Genome Biology Unit, European Molecular Biology Laboratory, Meyerhofstr. 1, 69117 Heidelberg, Germany.
Biostatistics. 2021 Apr 10;22(2):348-364. doi: 10.1093/biostatistics/kxz034.
Penalization schemes like Lasso or ridge regression are routinely used to regress a response of interest on a high-dimensional set of potential predictors. Despite being decisive, the question of the relative strength of penalization is often glossed over and only implicitly determined by the scale of individual predictors. At the same time, additional information on the predictors is available in many applications but left unused. Here, we propose to make use of such external covariates to adapt the penalization in a data-driven manner. We present a method that differentially penalizes feature groups defined by the covariates and adapts the relative strength of penalization to the information content of each group. Using techniques from the Bayesian tool-set our procedure combines shrinkage with feature selection and provides a scalable optimization scheme. We demonstrate in simulations that the method accurately recovers the true effect sizes and sparsity patterns per feature group. Furthermore, it leads to an improved prediction performance in situations where the groups have strong differences in dynamic range. In applications to data from high-throughput biology, the method enables re-weighting the importance of feature groups from different assays. Overall, using available covariates extends the range of applications of penalized regression, improves model interpretability and can improve prediction performance.

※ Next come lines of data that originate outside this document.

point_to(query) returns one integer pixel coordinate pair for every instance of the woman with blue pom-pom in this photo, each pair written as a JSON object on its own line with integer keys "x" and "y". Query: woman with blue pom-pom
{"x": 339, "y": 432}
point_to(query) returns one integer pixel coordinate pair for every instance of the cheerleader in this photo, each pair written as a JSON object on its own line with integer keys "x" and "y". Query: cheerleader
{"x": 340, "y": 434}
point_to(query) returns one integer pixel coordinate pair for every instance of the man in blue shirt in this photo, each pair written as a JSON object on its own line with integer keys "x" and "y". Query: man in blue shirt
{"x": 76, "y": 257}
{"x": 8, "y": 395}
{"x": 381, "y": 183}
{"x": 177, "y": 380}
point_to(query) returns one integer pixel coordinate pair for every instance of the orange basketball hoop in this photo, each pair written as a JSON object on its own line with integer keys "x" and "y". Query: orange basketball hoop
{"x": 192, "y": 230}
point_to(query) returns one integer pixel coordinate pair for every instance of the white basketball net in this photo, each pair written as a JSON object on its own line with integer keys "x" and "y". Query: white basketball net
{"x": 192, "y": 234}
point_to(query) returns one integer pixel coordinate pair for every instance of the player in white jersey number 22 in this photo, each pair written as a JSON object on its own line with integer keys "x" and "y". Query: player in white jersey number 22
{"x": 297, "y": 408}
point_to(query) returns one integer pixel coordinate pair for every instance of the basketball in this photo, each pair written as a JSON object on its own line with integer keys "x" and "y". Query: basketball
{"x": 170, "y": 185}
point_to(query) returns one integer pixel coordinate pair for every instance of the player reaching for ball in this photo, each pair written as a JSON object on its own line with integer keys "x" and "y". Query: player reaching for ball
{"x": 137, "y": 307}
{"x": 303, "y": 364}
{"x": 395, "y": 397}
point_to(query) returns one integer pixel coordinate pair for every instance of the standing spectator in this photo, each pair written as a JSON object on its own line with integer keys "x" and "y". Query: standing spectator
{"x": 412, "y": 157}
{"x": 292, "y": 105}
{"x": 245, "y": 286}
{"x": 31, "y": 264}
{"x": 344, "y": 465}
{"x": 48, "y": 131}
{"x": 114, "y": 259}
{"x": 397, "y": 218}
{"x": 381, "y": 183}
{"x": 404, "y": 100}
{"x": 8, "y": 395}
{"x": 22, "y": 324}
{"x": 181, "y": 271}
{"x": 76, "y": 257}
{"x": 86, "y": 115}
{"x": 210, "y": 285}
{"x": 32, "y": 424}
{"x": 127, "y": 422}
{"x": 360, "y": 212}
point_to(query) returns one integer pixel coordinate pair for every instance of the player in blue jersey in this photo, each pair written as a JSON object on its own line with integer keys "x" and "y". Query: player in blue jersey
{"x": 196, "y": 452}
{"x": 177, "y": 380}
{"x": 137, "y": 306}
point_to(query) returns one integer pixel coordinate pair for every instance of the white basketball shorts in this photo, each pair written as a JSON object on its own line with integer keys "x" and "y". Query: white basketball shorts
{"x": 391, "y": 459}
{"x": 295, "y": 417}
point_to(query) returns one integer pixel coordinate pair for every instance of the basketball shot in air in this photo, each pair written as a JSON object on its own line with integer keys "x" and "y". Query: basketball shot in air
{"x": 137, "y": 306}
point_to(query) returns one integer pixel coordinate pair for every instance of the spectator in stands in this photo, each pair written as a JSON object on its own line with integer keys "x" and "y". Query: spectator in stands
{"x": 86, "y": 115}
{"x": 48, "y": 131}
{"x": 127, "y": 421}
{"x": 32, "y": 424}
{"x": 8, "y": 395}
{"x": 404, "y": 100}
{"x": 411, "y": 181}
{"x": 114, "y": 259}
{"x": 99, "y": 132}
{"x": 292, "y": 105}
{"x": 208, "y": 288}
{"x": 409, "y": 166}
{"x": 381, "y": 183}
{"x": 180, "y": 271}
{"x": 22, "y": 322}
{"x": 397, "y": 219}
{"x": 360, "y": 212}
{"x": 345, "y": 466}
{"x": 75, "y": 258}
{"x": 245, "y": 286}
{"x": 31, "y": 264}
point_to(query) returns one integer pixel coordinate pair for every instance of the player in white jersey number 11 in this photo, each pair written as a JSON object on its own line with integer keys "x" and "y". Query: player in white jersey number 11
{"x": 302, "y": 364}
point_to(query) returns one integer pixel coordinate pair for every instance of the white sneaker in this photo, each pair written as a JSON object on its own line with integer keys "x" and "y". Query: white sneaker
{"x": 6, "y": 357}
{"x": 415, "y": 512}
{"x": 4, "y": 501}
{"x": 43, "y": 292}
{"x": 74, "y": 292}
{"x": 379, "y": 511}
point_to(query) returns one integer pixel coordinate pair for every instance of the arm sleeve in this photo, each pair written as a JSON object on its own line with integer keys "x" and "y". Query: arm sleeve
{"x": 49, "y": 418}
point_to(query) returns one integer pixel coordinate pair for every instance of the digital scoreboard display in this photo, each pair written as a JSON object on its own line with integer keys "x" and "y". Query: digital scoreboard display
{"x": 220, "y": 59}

惩罚方案,如 Lasso 或岭回归,常用于将感兴趣的响应回归到一组高维的潜在预测因子上。尽管这种方法很有决断性,但惩罚力度的相对强度问题往往被忽略,只是通过个别预测因子的规模来隐含确定。与此同时,许多应用中都有关于预测因子的额外信息,但没有被利用。在这里,我们建议利用这些外部协变量以数据驱动的方式自适应惩罚。我们提出了一种方法,该方法根据协变量对特征组进行差异化惩罚,并根据每个组的信息量自适应调整惩罚的相对强度。我们的方法利用贝叶斯工具集中的技术,将收缩与特征选择相结合,并提供了一种可扩展的优化方案。我们在模拟中证明,该方法可以准确地恢复每个特征组的真实效应大小和稀疏模式。此外,在各组动态范围差异较大的情况下,它可以提高预测性能。在应用于高通量生物学数据时,该方法能够重新加权来自不同检测的特征组的重要性。总的来说,利用可用的协变量扩展了惩罚回归的应用范围,提高了模型的可解释性,并可以提高预测性能。